Firefly Energy Tapped for R&D Funding in U.S.

January 24, 2006 by Jeff Shepard

The fiscal year 2006 defense bill recently signed by President Bush contains an appropriation of $2.5 million for Firefly Energy to further develop 3D advanced battery technology for military applications. The Peoria, IL-based company, which recently received a patent for its next generation graphite lead acid battery technology based on a material sciences innovation discovered by Caterpillar Inc., said in a statement that the measure was contained in a bill which will send more than $280 million in defense funding to Illinois this year.

The funds ultimately will enable Firefly Energy to develop prototypes of its 3D advance battery to power a variety of military equipment, giving U.S. troops the technological advantage they need to accomplish their missions while minimizing casualties.

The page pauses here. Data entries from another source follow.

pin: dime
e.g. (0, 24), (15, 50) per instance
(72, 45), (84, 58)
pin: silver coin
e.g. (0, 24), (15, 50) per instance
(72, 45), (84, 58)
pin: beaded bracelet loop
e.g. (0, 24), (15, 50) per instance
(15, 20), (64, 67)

Firefly Energy's CEO Edward F. Williams said the company believes its graphite foam lead acid battery "will ultimately have a dual use in both commercial and military applications. Electrolux was our first customer and provides a strong commercial volume base. Now we can set a course for more stringent military applications of our battery."

Mil Ovan, senior vice president and the other co-founder, said a graphite foam lead acid battery, unlike conventional lead acid batteries, lasts longer, is smaller, weighs significantly less because of the reduction of lead, sheds heat more effectively and can be re-charged faster. "This funding should produce a jump start for our researchers in more quickly developing vital military battery applications benefiting our troops in the field," he said.

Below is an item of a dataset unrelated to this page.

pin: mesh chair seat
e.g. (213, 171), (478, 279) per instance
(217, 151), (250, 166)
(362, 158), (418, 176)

To help guide the company's defense industry initiatives, Firefly Energy has developed a strong board of advisors group, including retired four-star Gen. Wayne Downing and retired three-star Lt. Gen. Charles Mahan.

Downing said that using Firefly's technology would help the military's passive technology overwatch initiatives because sensors could be switched on and used without turning on the tank's main engine power. "You can very silently watch the enemy, providing a great advantage on the battlefield."